Learn how to draw meaningful conclusions from ecommerce data using Apache Flink® as a data pipeline into Google BigQuery

In today's companies, with data assets flowing across different technologies and formats, it's essential to be able to reshape ongoing streams of information before they reach their target destination. Typical use cases include eliminating sensitive information, cleaning up irrelevant data, converting bulky JSON objects into organized structures, or altering the shape of the data to gain new insights.

The broader, and maybe more important use case for such streaming transformation is building a comprehensive 360-degree view on the data which brings a new challenge: due to the abundance of data in those events, untangling them to find meaningful information can be a problem.

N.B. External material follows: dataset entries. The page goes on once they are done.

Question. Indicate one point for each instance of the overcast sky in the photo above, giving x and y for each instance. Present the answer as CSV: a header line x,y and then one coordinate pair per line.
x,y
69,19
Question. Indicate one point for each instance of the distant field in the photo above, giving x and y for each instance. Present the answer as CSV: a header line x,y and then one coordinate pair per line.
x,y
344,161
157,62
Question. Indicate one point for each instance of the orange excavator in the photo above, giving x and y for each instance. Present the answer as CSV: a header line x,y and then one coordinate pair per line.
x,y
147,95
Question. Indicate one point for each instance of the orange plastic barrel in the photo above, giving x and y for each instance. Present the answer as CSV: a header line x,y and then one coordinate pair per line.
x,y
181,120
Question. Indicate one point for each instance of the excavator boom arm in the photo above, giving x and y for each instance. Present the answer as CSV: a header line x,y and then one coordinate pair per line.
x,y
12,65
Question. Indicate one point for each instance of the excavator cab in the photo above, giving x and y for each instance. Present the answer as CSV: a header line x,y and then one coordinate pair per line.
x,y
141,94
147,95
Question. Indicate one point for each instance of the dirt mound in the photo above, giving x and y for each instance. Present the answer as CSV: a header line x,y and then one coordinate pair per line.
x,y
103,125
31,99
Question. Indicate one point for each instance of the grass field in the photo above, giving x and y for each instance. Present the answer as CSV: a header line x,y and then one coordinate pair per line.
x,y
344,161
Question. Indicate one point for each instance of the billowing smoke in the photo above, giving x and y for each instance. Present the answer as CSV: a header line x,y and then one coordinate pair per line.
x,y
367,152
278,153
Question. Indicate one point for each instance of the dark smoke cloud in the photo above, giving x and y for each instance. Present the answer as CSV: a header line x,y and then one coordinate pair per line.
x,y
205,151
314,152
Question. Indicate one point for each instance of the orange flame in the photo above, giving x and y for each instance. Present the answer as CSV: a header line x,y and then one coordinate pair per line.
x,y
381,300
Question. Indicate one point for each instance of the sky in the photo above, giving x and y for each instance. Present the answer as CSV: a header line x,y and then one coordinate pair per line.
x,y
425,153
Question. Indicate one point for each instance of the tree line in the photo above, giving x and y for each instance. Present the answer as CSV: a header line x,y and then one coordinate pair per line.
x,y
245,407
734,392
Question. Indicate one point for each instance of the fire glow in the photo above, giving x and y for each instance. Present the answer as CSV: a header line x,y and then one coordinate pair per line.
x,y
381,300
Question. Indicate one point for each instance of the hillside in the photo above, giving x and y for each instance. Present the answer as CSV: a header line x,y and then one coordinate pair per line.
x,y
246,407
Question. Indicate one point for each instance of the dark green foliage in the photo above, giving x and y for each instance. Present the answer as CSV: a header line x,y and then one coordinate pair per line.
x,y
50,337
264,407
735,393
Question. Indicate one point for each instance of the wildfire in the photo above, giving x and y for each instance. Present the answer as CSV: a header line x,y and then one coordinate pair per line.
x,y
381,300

Streaming analytics at Crab Mart

Today, we'll explore one such scenario together. Imagine you're a data engineer at Crab Mart — a Brick and Mortar store that has expanded online to sell groceries in the top 10 cities across the US. Your role involves evaluating seasonal promotions and ensuring that products are appropriately priced and timed for sale. To achieve this, you're looking to create a data pipeline that helps you understand the sales patterns by location and time, enabling you to draw meaningful conclusions.

Details about each individual transfer from all the shops go directly into a distributed event store Apache Kafka®. Once the data is there it is used for various different purposes, including those analytical scenarios you're interested in.

Given the substantial volume of raw information, you've opted to sink the data into Google BigQuery — a data warehousing solution for running complex analytical queries and addressing Crab Mart's biggest questions.

Google BigQuery works best when it gets clean and prepared data, that's why your aim is to minimize joins or transformations within Google BigQuery itself. You want to do all the cleaning before data arrives to the warehouse.

This is where the strengths of Apache Flink® and its Flink to BigQuery sink connector come into play. By using Apache Flink you can cleanse and restructure the event data into records that align with BigQuery's preferences for fast queries.

The complete data flow looks like this:

Our goal is to convert this detailed JSON object for each of the purchases:

{ "id": 7100374005816377000, "city": "New York City", "purchase_day": 1607221440, "total_purchases": 36, "purchases": [ { "id": 7100374005814829000, "city": "New York City", "item": "Grapes (1kg)", "price": 5.99, "influencer": null }, { "id": 7100374005814829000, "city": "New York City", "item": "Conditioner (500ml)", "price": 4.99, "influencer": null }, .... ] }

Into distinct product entries stored in a BigQuery table:

Preparing the services

For our simulation we'll be using the following building blocks:

  • Apache Kafka as a storage for arriving sales events,
  • Google BigQuery, where data for analytical queries will ultimately reside,
  • Apache Flink - a stream-processing framework that connects Kafka and BigQuery,
  • Data generator to simulate shopping events.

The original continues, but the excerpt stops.